Долго мы этак говорили с Надеждой, я насилу успокоил её, сказал, что ни о чём меня не спрашивали, да и не знаю я ничего. Надя с тревогой спросила:

– Квартиру у нас не отберут?

– Вот ещё что надумала! На квартиру ордер дали, навсегда она. Живи спокойно.

Квартира в Москве – это, конечно, богатство. Да и не квартира, а комната небольшая, а всё равно – называли квартирой.

Настрадалась без собственного угла моя Надежда – квартира для неё казалась счастьем неземным, почти фантастикой.

– Ну, хорошо. Тогда я уйду с работы и буду заниматься со Светланой. Скоро она пойдёт в школу, и её надо готовить.

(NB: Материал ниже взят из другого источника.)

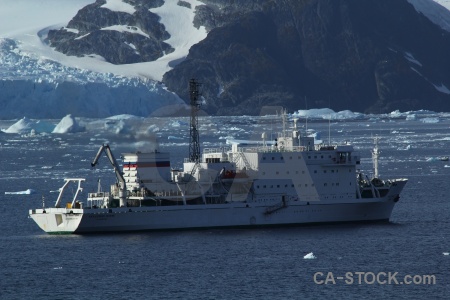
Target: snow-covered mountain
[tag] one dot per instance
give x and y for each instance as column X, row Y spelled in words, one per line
column 37, row 81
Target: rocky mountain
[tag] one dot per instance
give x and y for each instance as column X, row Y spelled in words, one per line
column 363, row 55
column 132, row 38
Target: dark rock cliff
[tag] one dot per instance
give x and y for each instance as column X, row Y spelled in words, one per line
column 141, row 41
column 363, row 55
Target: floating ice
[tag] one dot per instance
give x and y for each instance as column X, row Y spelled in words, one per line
column 26, row 192
column 430, row 120
column 408, row 147
column 68, row 124
column 25, row 126
column 310, row 256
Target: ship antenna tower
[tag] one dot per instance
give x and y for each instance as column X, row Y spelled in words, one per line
column 194, row 142
column 375, row 156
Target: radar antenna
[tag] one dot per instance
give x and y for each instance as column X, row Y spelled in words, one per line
column 194, row 143
column 375, row 156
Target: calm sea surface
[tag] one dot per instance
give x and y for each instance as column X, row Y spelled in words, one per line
column 265, row 263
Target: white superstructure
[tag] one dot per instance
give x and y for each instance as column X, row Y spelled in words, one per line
column 290, row 182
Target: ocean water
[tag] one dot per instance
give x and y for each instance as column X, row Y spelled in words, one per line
column 266, row 263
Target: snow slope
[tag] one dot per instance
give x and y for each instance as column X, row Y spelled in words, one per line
column 437, row 11
column 39, row 82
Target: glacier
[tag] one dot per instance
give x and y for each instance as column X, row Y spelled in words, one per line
column 38, row 82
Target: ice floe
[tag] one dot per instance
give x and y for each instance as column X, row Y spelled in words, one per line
column 310, row 256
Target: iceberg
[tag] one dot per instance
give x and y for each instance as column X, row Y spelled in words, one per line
column 25, row 125
column 68, row 124
column 26, row 192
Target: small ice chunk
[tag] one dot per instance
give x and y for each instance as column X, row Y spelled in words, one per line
column 310, row 256
column 26, row 192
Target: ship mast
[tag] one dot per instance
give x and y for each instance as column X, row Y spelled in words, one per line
column 375, row 156
column 194, row 142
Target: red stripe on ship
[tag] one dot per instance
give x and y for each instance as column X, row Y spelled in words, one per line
column 159, row 164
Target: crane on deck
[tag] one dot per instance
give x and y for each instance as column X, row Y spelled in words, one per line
column 122, row 185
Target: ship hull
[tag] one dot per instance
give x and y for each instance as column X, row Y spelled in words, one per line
column 62, row 220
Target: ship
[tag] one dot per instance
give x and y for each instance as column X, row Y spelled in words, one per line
column 292, row 180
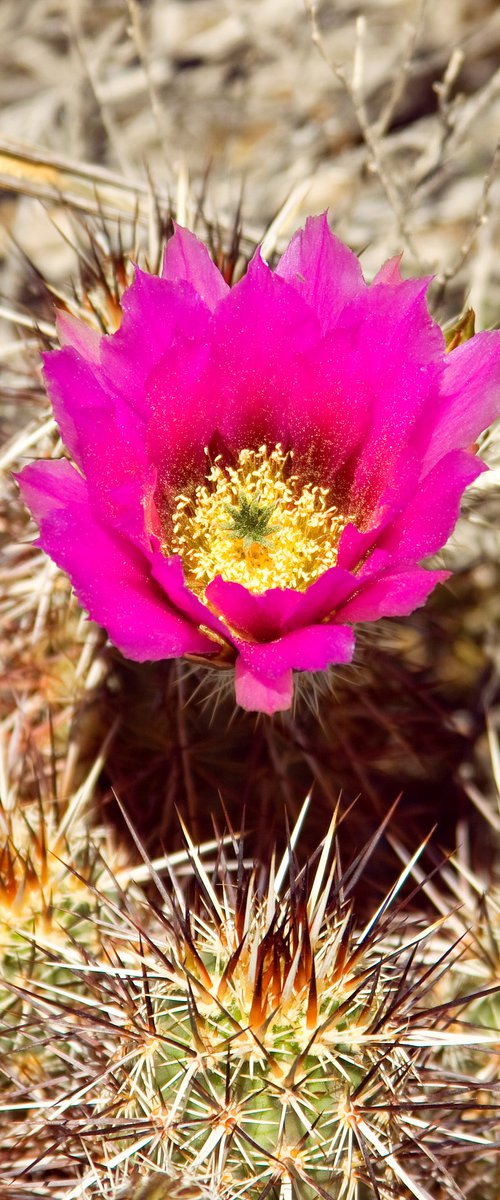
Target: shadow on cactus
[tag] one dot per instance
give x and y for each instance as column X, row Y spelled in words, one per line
column 246, row 1036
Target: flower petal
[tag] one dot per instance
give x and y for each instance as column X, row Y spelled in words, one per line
column 109, row 577
column 470, row 396
column 263, row 695
column 432, row 514
column 77, row 334
column 325, row 273
column 392, row 594
column 187, row 258
column 155, row 312
column 306, row 649
column 266, row 616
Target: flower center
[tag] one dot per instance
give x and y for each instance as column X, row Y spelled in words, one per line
column 255, row 523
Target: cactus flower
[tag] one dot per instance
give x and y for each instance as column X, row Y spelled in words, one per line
column 259, row 467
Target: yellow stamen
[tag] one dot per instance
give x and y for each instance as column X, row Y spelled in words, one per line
column 303, row 531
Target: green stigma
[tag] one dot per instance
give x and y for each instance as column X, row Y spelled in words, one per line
column 251, row 521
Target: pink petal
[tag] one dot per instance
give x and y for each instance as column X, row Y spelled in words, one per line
column 236, row 382
column 187, row 258
column 398, row 365
column 109, row 577
column 79, row 400
column 77, row 334
column 263, row 695
column 429, row 517
column 393, row 594
column 306, row 649
column 470, row 395
column 265, row 617
column 155, row 313
column 169, row 574
column 325, row 273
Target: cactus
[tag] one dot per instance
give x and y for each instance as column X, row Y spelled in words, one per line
column 251, row 1038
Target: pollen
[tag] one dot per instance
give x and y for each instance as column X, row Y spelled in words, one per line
column 257, row 522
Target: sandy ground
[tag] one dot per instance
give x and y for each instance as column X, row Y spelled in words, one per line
column 385, row 113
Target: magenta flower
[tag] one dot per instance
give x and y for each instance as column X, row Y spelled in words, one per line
column 258, row 468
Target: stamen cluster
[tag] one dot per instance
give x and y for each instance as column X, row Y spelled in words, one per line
column 283, row 534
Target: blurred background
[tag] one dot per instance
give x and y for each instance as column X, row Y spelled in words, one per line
column 386, row 113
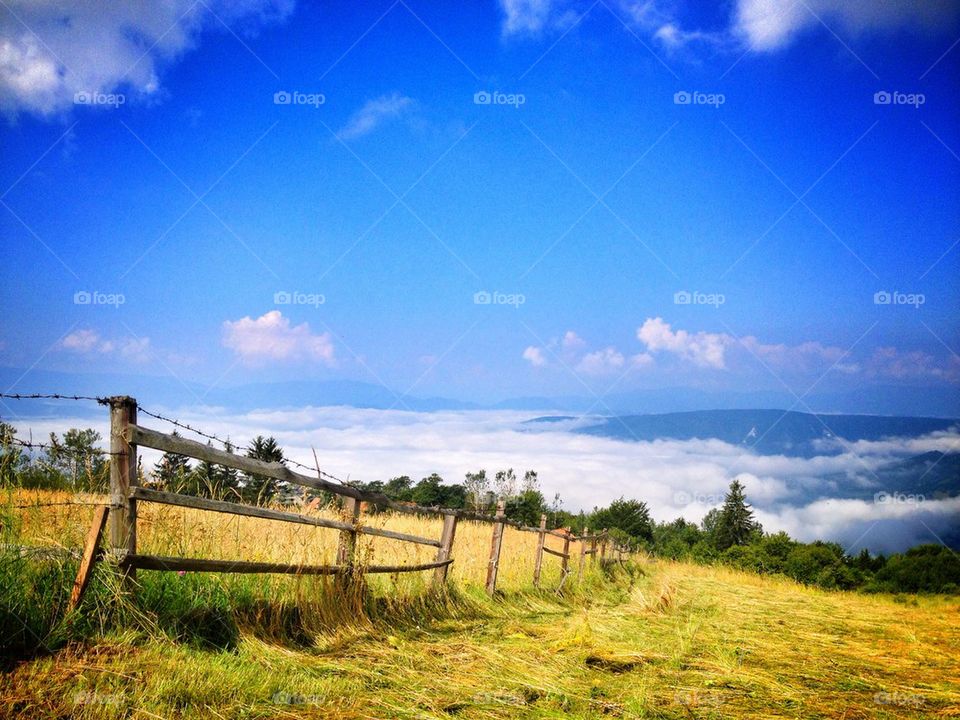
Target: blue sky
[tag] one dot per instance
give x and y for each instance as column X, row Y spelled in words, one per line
column 587, row 197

Это был разговор-предчувствие.

Именно в эти дни ломалась вся моя судьба, заканчивался мирный период жизни, начиналось время сплошных постоянных тревог и даже катаклизмов. Этот момент своей жизни я бы сравнил с состоянием, погоды: ясные солнечные дни радовали своей благодатью, но вот на горизонте появились тучки – сначала небольшие, и не очень тёмные, но на глазах они разрастались, темнели; подул ветер, порывы его становились чаще, сильнее – и вот уже заволокло всё небо, началось ненастье.

Уже на второй день после нашего разговора нам объявили: газету нашу закрывают. Никаких оснований для этого не было – закрывают и всё. Очевидно, новому хозяину Кремля не нравилось название газеты «Сталинский сокол». Да, это было так: толстый шарообразный человек чувствовал себя неловко в лучах солнцеподобного имени. Он был неприятен и даже смешон. Нужен был грандиозный скандал, на обломках которого он мог бы подняться и заявить о себе. И он начал подбираться к имени Сталина, подтачивать и крушить всё, что напоминало людям вчерашнего Владыку. Имя Сталина выветривалось.

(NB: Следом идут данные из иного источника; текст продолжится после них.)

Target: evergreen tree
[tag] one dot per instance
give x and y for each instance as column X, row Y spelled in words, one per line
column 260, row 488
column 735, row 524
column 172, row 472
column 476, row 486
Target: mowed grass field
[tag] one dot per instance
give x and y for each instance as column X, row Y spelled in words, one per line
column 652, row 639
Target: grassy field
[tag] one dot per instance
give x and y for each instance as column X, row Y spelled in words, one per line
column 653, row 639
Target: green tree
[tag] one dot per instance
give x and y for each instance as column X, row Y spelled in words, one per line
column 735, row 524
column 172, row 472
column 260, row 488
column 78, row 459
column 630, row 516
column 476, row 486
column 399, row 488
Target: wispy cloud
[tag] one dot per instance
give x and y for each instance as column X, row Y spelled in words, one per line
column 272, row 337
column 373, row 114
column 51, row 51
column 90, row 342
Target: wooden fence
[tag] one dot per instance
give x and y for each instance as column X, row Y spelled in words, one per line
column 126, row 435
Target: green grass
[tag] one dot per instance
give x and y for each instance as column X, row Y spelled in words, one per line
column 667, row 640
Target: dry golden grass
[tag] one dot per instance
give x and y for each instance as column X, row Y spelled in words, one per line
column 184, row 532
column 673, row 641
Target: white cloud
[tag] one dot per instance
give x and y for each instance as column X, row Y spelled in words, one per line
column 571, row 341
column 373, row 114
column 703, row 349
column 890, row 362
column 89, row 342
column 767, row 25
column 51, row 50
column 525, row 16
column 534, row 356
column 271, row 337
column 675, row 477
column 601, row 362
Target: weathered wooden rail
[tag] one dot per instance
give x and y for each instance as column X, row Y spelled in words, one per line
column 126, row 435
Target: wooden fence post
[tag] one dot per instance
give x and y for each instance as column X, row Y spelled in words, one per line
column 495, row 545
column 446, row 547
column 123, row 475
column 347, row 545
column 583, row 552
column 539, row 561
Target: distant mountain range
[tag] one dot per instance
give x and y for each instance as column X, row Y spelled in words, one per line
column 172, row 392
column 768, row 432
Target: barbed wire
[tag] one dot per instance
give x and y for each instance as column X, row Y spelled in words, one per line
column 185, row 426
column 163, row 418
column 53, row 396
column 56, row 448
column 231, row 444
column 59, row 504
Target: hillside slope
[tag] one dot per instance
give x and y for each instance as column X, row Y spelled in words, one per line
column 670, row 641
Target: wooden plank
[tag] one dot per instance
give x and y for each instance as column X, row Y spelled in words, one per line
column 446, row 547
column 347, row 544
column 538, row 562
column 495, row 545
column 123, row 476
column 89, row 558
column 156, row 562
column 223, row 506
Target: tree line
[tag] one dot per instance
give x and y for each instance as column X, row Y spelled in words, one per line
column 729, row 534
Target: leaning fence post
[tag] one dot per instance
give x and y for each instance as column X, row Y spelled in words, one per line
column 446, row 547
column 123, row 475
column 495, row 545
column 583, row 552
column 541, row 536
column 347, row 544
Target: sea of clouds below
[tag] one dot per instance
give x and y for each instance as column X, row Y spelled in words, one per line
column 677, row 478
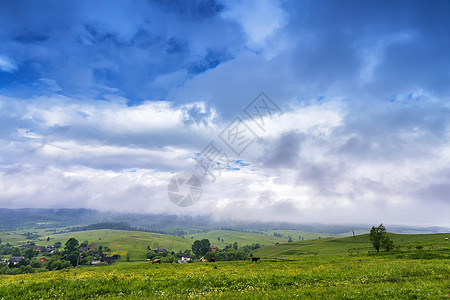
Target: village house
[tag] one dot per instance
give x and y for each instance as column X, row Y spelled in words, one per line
column 157, row 250
column 15, row 259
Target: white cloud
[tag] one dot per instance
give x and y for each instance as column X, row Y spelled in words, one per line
column 6, row 65
column 258, row 18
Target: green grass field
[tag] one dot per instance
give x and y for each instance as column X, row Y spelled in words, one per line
column 136, row 242
column 333, row 271
column 339, row 277
column 335, row 246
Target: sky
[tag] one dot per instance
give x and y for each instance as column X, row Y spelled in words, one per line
column 103, row 103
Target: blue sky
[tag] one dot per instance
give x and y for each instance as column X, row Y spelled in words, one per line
column 101, row 103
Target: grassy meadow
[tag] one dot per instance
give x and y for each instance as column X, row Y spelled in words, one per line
column 324, row 268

Семьдесят человек вдруг остались без работы. Я пошёл в штаб округа. На столе у меня лежала записка: «Позвоните Войцеховскому». На мой звонок ответил полковник Шлихман:

– Пожалуйста, сдайте ключи от кабинета и сейфа. Вам будет предоставлено другое место.

– Я бы хотел поговорить с генералом Войцеховским.

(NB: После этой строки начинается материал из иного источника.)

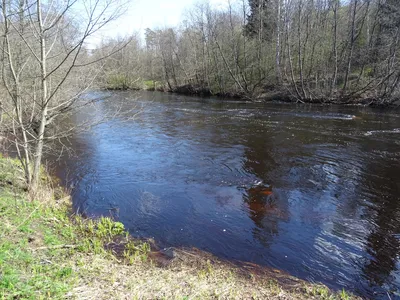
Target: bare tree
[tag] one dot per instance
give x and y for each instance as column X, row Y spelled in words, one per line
column 44, row 53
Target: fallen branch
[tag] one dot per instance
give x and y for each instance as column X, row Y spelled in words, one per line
column 57, row 247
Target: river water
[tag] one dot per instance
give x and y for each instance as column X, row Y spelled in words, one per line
column 310, row 190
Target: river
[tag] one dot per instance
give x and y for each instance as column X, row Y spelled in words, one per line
column 310, row 190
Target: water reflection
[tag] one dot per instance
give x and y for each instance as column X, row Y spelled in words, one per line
column 300, row 188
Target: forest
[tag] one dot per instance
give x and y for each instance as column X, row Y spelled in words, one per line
column 322, row 51
column 317, row 51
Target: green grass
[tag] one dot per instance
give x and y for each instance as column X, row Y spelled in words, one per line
column 47, row 253
column 38, row 240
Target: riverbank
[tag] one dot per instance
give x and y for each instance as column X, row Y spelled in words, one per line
column 48, row 252
column 278, row 94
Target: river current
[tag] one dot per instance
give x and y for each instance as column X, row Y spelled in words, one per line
column 310, row 190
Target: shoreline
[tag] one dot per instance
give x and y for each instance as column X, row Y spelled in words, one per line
column 86, row 258
column 272, row 96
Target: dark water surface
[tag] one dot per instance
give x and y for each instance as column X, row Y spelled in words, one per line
column 184, row 171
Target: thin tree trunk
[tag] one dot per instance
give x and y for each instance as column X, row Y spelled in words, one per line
column 44, row 102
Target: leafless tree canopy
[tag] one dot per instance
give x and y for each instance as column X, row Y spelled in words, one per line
column 46, row 68
column 299, row 50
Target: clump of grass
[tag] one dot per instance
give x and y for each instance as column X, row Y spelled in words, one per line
column 45, row 253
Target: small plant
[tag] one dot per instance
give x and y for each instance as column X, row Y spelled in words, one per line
column 107, row 228
column 344, row 295
column 134, row 251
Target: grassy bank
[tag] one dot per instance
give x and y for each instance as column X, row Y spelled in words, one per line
column 47, row 252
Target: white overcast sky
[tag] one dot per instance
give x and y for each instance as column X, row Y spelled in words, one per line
column 153, row 14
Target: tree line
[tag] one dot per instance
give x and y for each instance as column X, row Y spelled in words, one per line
column 297, row 50
column 46, row 68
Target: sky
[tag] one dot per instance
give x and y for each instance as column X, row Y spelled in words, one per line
column 142, row 14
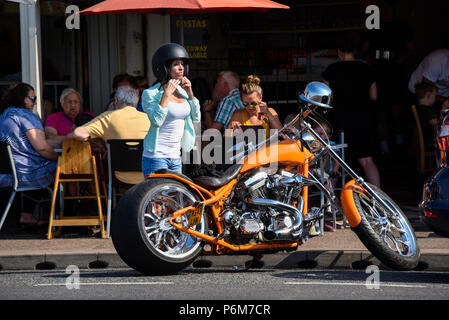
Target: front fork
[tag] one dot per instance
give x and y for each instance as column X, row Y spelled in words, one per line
column 358, row 181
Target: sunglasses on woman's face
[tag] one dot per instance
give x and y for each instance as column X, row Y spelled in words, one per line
column 245, row 104
column 32, row 98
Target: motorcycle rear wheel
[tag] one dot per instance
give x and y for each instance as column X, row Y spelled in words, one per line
column 142, row 234
column 390, row 237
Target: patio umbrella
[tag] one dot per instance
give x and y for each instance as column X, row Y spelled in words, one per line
column 181, row 7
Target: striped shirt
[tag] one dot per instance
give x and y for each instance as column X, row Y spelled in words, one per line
column 228, row 106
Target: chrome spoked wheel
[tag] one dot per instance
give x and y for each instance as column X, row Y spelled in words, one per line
column 391, row 227
column 167, row 241
column 385, row 230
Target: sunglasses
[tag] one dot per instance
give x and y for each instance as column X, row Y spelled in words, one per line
column 245, row 104
column 32, row 98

– Генерал переведён в Главный штаб, он получил повышение. Вы разве не знали?

– Да, да – я всё понял. За ключами пришлите, пожалуйста, секретаря или порученца.

– Товарищ капитан! Исполняйте приказание!

Со мной говорил полковник – по уставу я обязан был выполнить его приказ. И я сказал:

– Хорошо. Я разберу бумаги и принесу ключи.

Шлихман фальцетом прокричал:

– Даю вам час времени!

Я вошёл к нему через полчаса. Отдавая ключи, сказал:

– Вы, очевидно, новенький? Я вас в штабе не видел.

– Да, меня срочно вызвали из Львова. И со мной переводятся в Москву ещё двенадцать офицеров – интенданты, мои бывшие подчинённые. Все они получают квартиры в Москве.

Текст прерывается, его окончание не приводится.